When you encounter expressions such as \((b-c)^{3}-1000\), you're looking at a special case called "difference of cubes." This means both terms in the expression are perfect cubes. The general formula for factoring a difference of cubes is:\[ a^3 - b^3 = (a-b)(a^2 + ab + b^2) \]In this scenario, you can identify \(a = (b-c)\) and \(b = 10\). Remember, \(10^3 = 1000\), confirming that 1000 is indeed a cube.

• Identify a and b: Look at each component in the expression and determine what the cube roots are.
• Apply the formula: Simply substitute what you identified as \(a\) and \(b\) in the difference of cubes formula.

This will give you a form that's much easier to simplify further. This technique is a powerful tool for breaking down complex polynomials into manageable factors.

After recognizing the difference of cubes, you're left with a part of the problem that involves a "binomial factor." This is the first factor inside the parentheses: \((a-b)\).In our exercise, you've set \(a = (b-c)\) and \(b = 10\), leading to the binomial: \((b-c)-10\).

• Simplify the Expression: This translates into a straightforward subtraction to obtain \(b-c-10\).
• Why it's called a "binomial": "Bi-" in binomial refers to "two" components. Here, \(b-c\) and \(-10\) form the two components of this expression.

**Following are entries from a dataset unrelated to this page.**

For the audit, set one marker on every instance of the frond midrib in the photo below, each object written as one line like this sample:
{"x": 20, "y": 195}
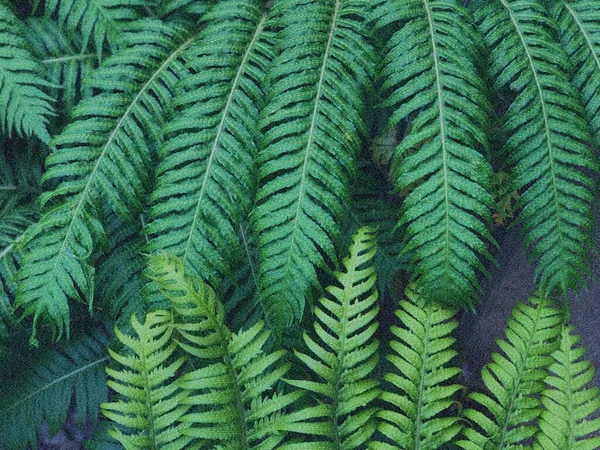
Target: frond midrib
{"x": 220, "y": 129}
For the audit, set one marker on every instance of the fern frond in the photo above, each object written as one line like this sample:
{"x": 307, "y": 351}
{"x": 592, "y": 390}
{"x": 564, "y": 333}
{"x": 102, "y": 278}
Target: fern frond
{"x": 313, "y": 125}
{"x": 420, "y": 392}
{"x": 566, "y": 420}
{"x": 430, "y": 77}
{"x": 546, "y": 139}
{"x": 228, "y": 393}
{"x": 515, "y": 380}
{"x": 150, "y": 403}
{"x": 205, "y": 178}
{"x": 38, "y": 386}
{"x": 24, "y": 107}
{"x": 345, "y": 353}
{"x": 104, "y": 155}
{"x": 100, "y": 20}
{"x": 579, "y": 27}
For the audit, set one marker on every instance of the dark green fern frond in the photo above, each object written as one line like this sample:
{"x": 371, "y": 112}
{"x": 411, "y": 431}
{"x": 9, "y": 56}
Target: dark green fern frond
{"x": 99, "y": 20}
{"x": 24, "y": 107}
{"x": 345, "y": 354}
{"x": 420, "y": 391}
{"x": 205, "y": 178}
{"x": 430, "y": 77}
{"x": 546, "y": 138}
{"x": 515, "y": 380}
{"x": 65, "y": 60}
{"x": 103, "y": 155}
{"x": 569, "y": 404}
{"x": 39, "y": 385}
{"x": 150, "y": 403}
{"x": 579, "y": 26}
{"x": 313, "y": 125}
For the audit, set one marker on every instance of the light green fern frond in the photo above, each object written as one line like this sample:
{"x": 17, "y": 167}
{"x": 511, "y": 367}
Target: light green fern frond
{"x": 24, "y": 107}
{"x": 570, "y": 407}
{"x": 545, "y": 137}
{"x": 103, "y": 155}
{"x": 312, "y": 124}
{"x": 515, "y": 380}
{"x": 150, "y": 403}
{"x": 205, "y": 178}
{"x": 430, "y": 77}
{"x": 344, "y": 355}
{"x": 420, "y": 391}
{"x": 38, "y": 386}
{"x": 579, "y": 26}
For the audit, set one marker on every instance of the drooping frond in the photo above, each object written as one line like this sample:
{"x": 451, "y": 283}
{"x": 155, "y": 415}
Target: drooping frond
{"x": 99, "y": 20}
{"x": 546, "y": 138}
{"x": 515, "y": 380}
{"x": 65, "y": 60}
{"x": 24, "y": 107}
{"x": 419, "y": 394}
{"x": 205, "y": 179}
{"x": 344, "y": 355}
{"x": 579, "y": 26}
{"x": 150, "y": 403}
{"x": 313, "y": 125}
{"x": 233, "y": 394}
{"x": 570, "y": 406}
{"x": 103, "y": 155}
{"x": 39, "y": 385}
{"x": 430, "y": 77}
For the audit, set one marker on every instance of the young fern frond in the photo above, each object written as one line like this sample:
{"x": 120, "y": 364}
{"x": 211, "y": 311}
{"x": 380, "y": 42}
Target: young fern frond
{"x": 312, "y": 126}
{"x": 515, "y": 380}
{"x": 568, "y": 404}
{"x": 579, "y": 27}
{"x": 103, "y": 155}
{"x": 24, "y": 106}
{"x": 37, "y": 386}
{"x": 150, "y": 402}
{"x": 546, "y": 139}
{"x": 344, "y": 355}
{"x": 230, "y": 408}
{"x": 420, "y": 389}
{"x": 429, "y": 76}
{"x": 205, "y": 178}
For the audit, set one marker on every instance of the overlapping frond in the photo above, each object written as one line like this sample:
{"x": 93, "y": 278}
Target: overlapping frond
{"x": 570, "y": 406}
{"x": 103, "y": 155}
{"x": 420, "y": 391}
{"x": 312, "y": 122}
{"x": 344, "y": 355}
{"x": 579, "y": 27}
{"x": 546, "y": 138}
{"x": 150, "y": 403}
{"x": 39, "y": 385}
{"x": 515, "y": 380}
{"x": 24, "y": 107}
{"x": 205, "y": 179}
{"x": 430, "y": 77}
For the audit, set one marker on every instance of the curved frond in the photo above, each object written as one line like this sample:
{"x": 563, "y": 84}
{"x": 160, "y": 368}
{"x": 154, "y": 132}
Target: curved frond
{"x": 579, "y": 26}
{"x": 515, "y": 380}
{"x": 205, "y": 178}
{"x": 420, "y": 390}
{"x": 103, "y": 155}
{"x": 37, "y": 386}
{"x": 570, "y": 406}
{"x": 312, "y": 127}
{"x": 430, "y": 77}
{"x": 546, "y": 139}
{"x": 24, "y": 107}
{"x": 345, "y": 354}
{"x": 150, "y": 403}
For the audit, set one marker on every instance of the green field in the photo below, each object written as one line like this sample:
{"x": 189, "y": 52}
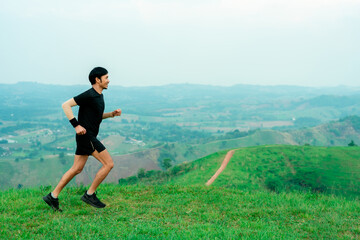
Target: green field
{"x": 278, "y": 168}
{"x": 178, "y": 212}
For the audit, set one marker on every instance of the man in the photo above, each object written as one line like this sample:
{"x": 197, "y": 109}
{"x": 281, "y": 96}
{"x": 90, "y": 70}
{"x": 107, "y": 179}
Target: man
{"x": 90, "y": 115}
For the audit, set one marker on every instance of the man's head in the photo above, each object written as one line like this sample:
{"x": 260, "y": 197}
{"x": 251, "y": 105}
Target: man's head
{"x": 99, "y": 76}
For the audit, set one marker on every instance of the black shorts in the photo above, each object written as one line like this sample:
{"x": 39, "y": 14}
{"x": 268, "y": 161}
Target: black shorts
{"x": 86, "y": 145}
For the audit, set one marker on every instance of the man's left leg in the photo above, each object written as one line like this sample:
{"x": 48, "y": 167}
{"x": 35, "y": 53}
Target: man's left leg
{"x": 107, "y": 162}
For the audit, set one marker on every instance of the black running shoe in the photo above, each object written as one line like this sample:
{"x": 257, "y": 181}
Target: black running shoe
{"x": 92, "y": 200}
{"x": 52, "y": 202}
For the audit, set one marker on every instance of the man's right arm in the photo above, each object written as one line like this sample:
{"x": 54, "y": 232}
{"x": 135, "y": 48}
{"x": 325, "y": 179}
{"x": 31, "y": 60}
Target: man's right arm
{"x": 70, "y": 115}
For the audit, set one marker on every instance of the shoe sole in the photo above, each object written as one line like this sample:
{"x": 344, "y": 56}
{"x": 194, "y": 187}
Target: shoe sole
{"x": 90, "y": 203}
{"x": 51, "y": 205}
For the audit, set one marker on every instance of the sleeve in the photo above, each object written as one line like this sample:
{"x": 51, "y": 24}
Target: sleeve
{"x": 82, "y": 98}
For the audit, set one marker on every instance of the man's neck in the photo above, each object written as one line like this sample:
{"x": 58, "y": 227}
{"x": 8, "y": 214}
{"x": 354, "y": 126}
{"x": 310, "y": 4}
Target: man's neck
{"x": 97, "y": 88}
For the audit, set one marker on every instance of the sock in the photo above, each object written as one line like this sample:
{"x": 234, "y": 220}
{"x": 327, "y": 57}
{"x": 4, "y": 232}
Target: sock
{"x": 52, "y": 195}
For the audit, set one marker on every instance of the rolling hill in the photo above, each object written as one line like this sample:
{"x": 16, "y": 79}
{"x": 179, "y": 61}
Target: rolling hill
{"x": 278, "y": 168}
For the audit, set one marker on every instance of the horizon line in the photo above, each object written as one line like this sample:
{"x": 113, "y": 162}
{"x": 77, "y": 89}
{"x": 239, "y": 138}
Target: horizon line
{"x": 195, "y": 84}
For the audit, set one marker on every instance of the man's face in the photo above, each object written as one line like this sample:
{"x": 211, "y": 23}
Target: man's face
{"x": 104, "y": 81}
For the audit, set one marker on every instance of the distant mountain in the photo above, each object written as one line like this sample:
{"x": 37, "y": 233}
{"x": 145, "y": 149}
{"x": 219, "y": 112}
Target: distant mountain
{"x": 334, "y": 170}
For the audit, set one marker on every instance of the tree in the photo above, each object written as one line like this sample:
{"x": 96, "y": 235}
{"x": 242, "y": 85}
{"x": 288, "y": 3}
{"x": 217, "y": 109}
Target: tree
{"x": 141, "y": 173}
{"x": 352, "y": 144}
{"x": 166, "y": 163}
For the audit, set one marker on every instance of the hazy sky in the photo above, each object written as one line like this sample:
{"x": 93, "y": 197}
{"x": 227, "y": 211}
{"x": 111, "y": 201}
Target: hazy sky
{"x": 157, "y": 42}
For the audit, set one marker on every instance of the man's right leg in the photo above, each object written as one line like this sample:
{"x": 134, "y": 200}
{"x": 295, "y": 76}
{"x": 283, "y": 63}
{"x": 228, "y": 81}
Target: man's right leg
{"x": 79, "y": 163}
{"x": 51, "y": 199}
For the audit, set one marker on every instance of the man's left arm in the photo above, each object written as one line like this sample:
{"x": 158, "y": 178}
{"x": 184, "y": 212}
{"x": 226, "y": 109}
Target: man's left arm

The binomial factor plays a critical role because it starts breaking down the original expression into simpler parts. Once it's simplified to \(b-c-10\), you can move on to other components with more ease.

After simplifying the binomial factor, the next task is to dive deeper into the "trinomial expansion." In this expression, it's the second factor from the original difference of cubes formula:\[ (b-c)^2 + (b-c) \cdot 10 + 100 \]Breaking it down further brings you to:

• \((b-c)^2\)expands to \(b^2 - 2bc + c^2\).
• \((b-c) \cdot 10\)becomes \(10b - 10c\).
• \(10^2\) simplifies to \(100\).

Combining these creates a trinomial:\[ b^2 - 2bc + c^2 + 10b - 10c + 100 \].This trinomial consists of three terms that include squares and products of diverse variables.Understanding this helps you see how multiple terms come together in the factorization, offering clarity and control over the polynomial structure.